Scripps Plans Split, Plots Expansion
Scripps is splitting its national cable and Web properties (what it calls its “lifestyle” brands) from its local old-media businesses, and the Cincinnati-based corporation is looking toward fresh expansion on both fronts.
After the split, the two publicly traded companies would be called “Scripps Networks Interactive” (including its high-profile HGTV and Food Network properties) and the “E.W. Scripps Company,” which retain the corporation’s daily and community newspapers in 17 U.S. markets and its 10 broadcast television stations.
Corporate officers said the deal would allow both companies to grow and profit more effectively than they could together, with little or no disruption to operations and employees.
“We think that both companies are poised for growth in their respective areas,” said spokesman Tim Stautberg.
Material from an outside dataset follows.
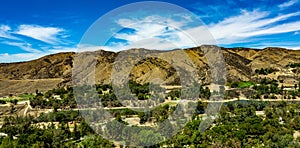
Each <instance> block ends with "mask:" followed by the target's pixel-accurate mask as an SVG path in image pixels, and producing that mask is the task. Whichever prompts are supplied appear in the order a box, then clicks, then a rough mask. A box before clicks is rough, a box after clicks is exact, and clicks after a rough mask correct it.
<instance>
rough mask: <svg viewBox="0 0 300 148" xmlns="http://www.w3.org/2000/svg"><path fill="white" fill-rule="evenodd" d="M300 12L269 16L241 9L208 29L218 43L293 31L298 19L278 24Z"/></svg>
mask: <svg viewBox="0 0 300 148" xmlns="http://www.w3.org/2000/svg"><path fill="white" fill-rule="evenodd" d="M299 15H300V12H296V13H290V14H285V15H279V16H276V17H273V18H270V13H269V12H261V11H257V10H255V11H251V12H249V11H242V13H241V14H240V15H238V16H233V17H229V18H226V19H224V20H222V21H220V22H218V23H215V24H210V25H208V28H209V30H210V31H211V33H212V34H213V36H214V37H215V39H216V40H217V41H218V43H219V44H226V45H228V44H233V43H238V42H245V41H247V40H248V39H249V38H254V37H257V36H264V35H272V34H280V33H288V32H295V31H298V30H300V21H295V22H287V23H283V24H280V22H282V21H285V20H287V19H289V18H291V17H295V16H299Z"/></svg>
Among other possibilities, company officers discussed their hope of acquiring the remainder of the Food Network it does not already own. They also said they would like to increase the footprint of local markets and invest in improved programming.
Scripps Network Interactive owns additional cable properties DIY Network, the Fine Living Television Network and Great American Country, which, along with their Internet operations, have a combined annual revenue of about $1.4 billion and 2,100 employees.
E.W. Scripps Co. also owns United Media (the boss of Snoopy and Dilbert, among others) and the Scripps Howard News Service, for total annual revenue of $1.1 billion and about 7,100 employees.
After the split, Corporation President and CEO Kenneth Lowe is expected to keep that title at Scripps Networks Interactive, while Richard A. Boehne, currently executive vice president and chief operating officer, is expected to take the reins at E.W. Scripps Co.